Sur la troisième 5 soldats ont revêtu leurs capotes. C’est l’hiver, les arbres n’ont plus de feuilles. On doit être au début de la guerre et les soldats ont traversé la rue pour être sur la photo. Leur unité, la 15e batterie du 68e régiment d’artillerie a pied stationnait dans l’école religieuse comme on le voit sur la carte postale suivante.
Sur ces différents clichés la chapelle a l’air en bon état. Mais pendant l’été 1935, un violent orage coucha sur la toiture les sapins qui se trouvaient à l’entrée du cimetière. Celle-ci fut défoncée et, la pluie ayant provoqué des dégâts à l’intérieur, une souscription fut ouverte pour la rénovation de la chapelle. En effet celle-ci étant un bien communal la municipalité n’avait pas le budget suffisant pour entreprendre les travaux. Les nexonnais collectèrent près de 5 000 francs qu’ils remirent à la municipalité. Considérant l’effort fait par ces nombreux habitants, le Conseil Municipal dans sa délibération du 23 aout 1936 accepta la somme de 5 000 francs et la versa à la Caisse du receveur municipal et décida de compléter la dépense en prélevant les fonds sur le budget de la commune.
Le devis dressé le 22 septembre 1936 s’élevait à 7 500 francs.
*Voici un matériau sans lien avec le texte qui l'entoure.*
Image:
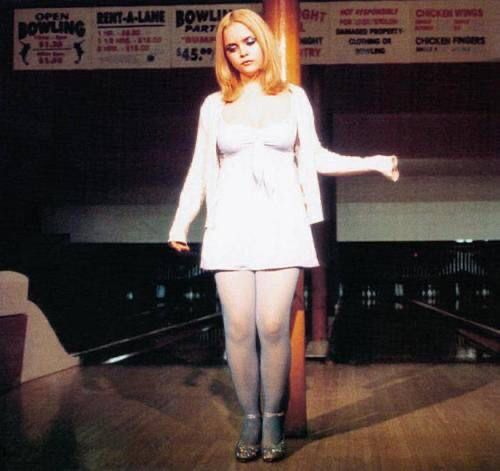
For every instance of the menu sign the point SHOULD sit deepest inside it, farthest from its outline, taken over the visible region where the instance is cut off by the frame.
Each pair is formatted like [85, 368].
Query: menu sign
[449, 31]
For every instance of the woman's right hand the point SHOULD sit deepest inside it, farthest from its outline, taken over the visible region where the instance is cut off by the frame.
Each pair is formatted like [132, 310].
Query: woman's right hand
[179, 246]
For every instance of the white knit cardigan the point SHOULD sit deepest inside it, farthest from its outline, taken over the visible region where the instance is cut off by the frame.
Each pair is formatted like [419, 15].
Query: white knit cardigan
[201, 179]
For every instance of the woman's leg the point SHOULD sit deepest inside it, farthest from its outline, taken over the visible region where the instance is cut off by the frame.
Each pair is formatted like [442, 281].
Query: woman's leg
[274, 296]
[237, 295]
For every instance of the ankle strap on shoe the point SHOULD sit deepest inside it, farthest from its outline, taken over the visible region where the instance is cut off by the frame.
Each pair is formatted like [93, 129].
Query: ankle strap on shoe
[273, 414]
[252, 416]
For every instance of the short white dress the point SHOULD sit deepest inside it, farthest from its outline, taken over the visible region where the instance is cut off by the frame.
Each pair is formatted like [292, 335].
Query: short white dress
[260, 220]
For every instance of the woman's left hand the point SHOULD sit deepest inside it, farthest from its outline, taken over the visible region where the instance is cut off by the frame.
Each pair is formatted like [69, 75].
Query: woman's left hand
[387, 165]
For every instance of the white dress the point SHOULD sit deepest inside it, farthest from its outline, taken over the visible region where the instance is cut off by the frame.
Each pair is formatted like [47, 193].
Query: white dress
[260, 218]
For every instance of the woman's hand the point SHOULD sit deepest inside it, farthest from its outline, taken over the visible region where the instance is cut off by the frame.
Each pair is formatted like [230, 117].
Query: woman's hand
[387, 165]
[179, 246]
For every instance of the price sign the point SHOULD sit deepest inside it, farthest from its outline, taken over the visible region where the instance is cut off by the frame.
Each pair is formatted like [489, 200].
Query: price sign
[193, 32]
[134, 37]
[52, 39]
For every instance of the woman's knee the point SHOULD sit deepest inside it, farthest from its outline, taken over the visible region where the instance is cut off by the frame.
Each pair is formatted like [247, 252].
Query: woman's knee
[238, 331]
[272, 329]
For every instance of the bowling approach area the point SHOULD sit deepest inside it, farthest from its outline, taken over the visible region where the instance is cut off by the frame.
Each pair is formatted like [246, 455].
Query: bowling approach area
[175, 408]
[152, 416]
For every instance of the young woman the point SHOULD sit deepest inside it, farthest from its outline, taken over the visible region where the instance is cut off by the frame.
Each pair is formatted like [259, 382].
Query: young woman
[255, 164]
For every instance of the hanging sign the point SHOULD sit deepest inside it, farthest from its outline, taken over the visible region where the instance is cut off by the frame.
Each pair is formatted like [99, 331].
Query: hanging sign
[193, 32]
[369, 32]
[315, 22]
[446, 31]
[52, 38]
[131, 37]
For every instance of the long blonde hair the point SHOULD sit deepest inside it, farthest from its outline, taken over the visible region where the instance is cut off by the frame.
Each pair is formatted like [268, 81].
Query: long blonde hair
[227, 76]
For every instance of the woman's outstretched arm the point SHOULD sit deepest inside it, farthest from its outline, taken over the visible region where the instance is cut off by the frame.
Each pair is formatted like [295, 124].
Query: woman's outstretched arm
[331, 163]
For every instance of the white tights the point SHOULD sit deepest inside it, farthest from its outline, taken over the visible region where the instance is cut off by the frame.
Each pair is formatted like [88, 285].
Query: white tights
[256, 304]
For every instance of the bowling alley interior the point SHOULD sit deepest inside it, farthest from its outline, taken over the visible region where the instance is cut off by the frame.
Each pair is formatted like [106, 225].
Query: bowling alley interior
[112, 347]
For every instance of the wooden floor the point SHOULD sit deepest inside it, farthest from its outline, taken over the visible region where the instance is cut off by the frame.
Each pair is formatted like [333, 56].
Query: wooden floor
[173, 417]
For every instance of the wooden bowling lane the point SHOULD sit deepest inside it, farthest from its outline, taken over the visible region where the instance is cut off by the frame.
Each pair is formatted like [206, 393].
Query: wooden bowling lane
[185, 417]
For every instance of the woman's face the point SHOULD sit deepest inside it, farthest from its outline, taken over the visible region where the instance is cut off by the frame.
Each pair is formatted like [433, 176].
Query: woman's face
[243, 51]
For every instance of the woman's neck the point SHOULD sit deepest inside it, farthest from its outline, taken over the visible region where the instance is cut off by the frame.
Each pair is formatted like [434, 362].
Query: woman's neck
[252, 88]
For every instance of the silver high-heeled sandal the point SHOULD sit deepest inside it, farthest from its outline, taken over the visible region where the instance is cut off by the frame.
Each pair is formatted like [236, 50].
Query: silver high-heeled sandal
[244, 451]
[277, 451]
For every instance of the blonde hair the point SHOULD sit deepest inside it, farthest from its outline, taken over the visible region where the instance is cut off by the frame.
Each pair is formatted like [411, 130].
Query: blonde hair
[227, 76]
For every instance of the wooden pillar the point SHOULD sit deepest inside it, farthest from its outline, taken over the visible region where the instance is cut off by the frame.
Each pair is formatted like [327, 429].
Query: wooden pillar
[283, 18]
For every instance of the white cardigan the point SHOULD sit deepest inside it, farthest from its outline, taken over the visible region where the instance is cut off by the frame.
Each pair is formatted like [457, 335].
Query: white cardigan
[201, 179]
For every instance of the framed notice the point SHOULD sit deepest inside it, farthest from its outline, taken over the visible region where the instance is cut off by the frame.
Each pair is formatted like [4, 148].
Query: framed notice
[445, 31]
[55, 38]
[369, 32]
[131, 37]
[315, 43]
[193, 32]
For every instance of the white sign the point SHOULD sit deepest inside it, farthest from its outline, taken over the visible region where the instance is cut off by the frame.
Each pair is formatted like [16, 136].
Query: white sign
[56, 38]
[315, 27]
[370, 32]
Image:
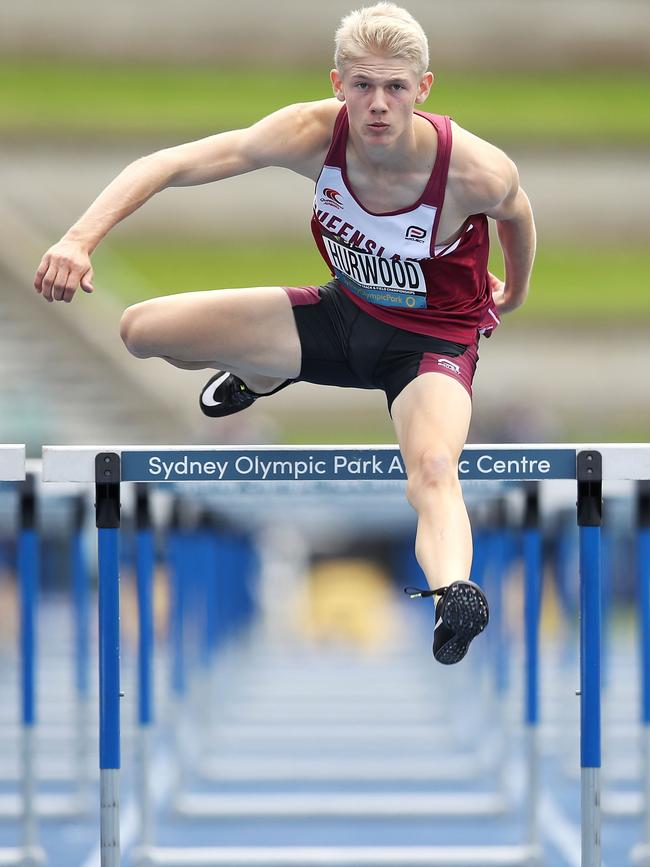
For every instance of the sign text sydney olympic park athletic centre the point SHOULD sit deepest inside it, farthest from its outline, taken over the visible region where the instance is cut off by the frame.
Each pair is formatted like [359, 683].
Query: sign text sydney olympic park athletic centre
[335, 465]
On peut être surpris par l’exigence sur la qualité des matériaux et de la réalisation. Il serait difficile d’en trouver comme celui-ci maintenant…
La chapelle sur une carte postale de l’immédiat après guerre n’a pas changé d’allure. Le changement qui saute le plus aux yeux est la grille à l’extérieur qui repose sur un petit muret.
L’intérieur est très lumineux et le mobilier modeste.
Une curiosité cependant : la statue au dessus de l’autel est une vierge à l’enfant qui dans sa main droite tient une quenouille. Jusqu’au 12e siècle on représentait souvent la vierge filant le voile pourpre pour le temple puis petit a petit la quenouille n’est devenu qu’un instrument.
La vierge des Garennes ressemble fortement à celle, plus haut, que j’ai trouvé à vendre en salle des ventes à Saint de Luz en février 2021. Elle est en chêne sculpté en Lorraine, fin du XVIIe siècle et haute de 63 cm. La vierge de Nexon est plus grande, 110 cm et elle est ainsi décrite dans sa fiche d’inscription « Statue de Vierge à l’enfant dite Notre-Dame des Garennes, du 17e ou 18e siècle, mutilée probablement à la Révolution, et reconstituée. «
On en trouve quelques unes dans la région, à Marval, Sauviat sur Vige, Bellac mais elles n’ont pas d’objet dans la main.
Par un beau soleil et sur fond de ciel bleu cette petite chapelle dégage une chaleur et une luminosité qui ont sans doute attiré l’homme qui s’est installé sur le parvis.